Novgorod was an economic and cultural center in 13th- and 14th-century Russia, when most of the rest of the country was vassalized by the Mongols. Novgorodian artists preserved the Byzantine traditions that formed the basis of Russian art but introduced lighter and brighter colors, flatter forms, softening of facial types, and increasing use of a graceful, rhythmic line to define form. Until the early 14th century, artistic activity was dominated by mural painting. A new artistic impetus was provided by the introduction of the iconostasis. When icons were displayed together on the iconostasis rather than scattered about the walls of the church, they demanded a coherent overall impression, which was achieved by strong, rhythmic lines and color harmonies. Figures took on the elongated shape that became standard in Russian art.

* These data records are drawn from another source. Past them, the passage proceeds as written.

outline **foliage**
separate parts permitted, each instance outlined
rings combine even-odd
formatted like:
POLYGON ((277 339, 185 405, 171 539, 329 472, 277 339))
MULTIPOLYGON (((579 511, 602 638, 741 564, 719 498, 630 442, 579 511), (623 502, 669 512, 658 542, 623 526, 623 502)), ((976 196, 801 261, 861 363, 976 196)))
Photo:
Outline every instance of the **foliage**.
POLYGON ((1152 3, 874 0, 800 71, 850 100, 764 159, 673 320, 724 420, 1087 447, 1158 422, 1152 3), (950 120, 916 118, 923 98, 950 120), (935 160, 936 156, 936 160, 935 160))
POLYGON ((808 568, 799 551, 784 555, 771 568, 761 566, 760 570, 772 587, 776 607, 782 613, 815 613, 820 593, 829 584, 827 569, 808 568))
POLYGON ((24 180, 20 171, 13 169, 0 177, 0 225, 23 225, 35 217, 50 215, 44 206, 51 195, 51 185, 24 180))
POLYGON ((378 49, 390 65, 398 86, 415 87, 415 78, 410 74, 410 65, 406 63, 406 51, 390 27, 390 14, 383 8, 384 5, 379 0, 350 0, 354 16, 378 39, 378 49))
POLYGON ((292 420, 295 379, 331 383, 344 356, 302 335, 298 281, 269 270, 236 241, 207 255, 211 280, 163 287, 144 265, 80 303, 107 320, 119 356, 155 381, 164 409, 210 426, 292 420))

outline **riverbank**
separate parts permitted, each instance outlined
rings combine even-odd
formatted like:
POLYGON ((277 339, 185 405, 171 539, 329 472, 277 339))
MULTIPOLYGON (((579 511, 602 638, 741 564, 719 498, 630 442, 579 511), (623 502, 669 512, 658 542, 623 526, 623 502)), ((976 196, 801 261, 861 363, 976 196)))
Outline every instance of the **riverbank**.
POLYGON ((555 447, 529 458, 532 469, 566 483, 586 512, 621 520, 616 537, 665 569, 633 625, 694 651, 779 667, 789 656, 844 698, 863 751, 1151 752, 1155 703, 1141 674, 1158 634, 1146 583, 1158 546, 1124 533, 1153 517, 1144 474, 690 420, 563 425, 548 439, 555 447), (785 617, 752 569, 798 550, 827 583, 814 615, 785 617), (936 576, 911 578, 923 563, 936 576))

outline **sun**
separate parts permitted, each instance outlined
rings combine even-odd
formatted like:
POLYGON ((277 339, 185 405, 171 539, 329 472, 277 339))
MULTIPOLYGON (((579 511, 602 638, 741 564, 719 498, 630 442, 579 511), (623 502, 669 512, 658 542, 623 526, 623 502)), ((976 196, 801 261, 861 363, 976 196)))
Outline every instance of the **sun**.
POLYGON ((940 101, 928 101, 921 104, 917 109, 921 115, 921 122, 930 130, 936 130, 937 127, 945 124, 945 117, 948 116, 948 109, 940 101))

Two Greek masters were particularly important to the development of the Novgorod school in the 14th century, both of whom are mentioned by name in the chronicles: "the Greek Isaiah and companions" who did the frescoes of the Church of the Entry into Jerusalem in 1338, and Theophanes the Greek, who decorated the Church of the Savior of the Transfiguration with frescoes in 1378.

In the 16th century, artistic leadership passed to the Moscow school.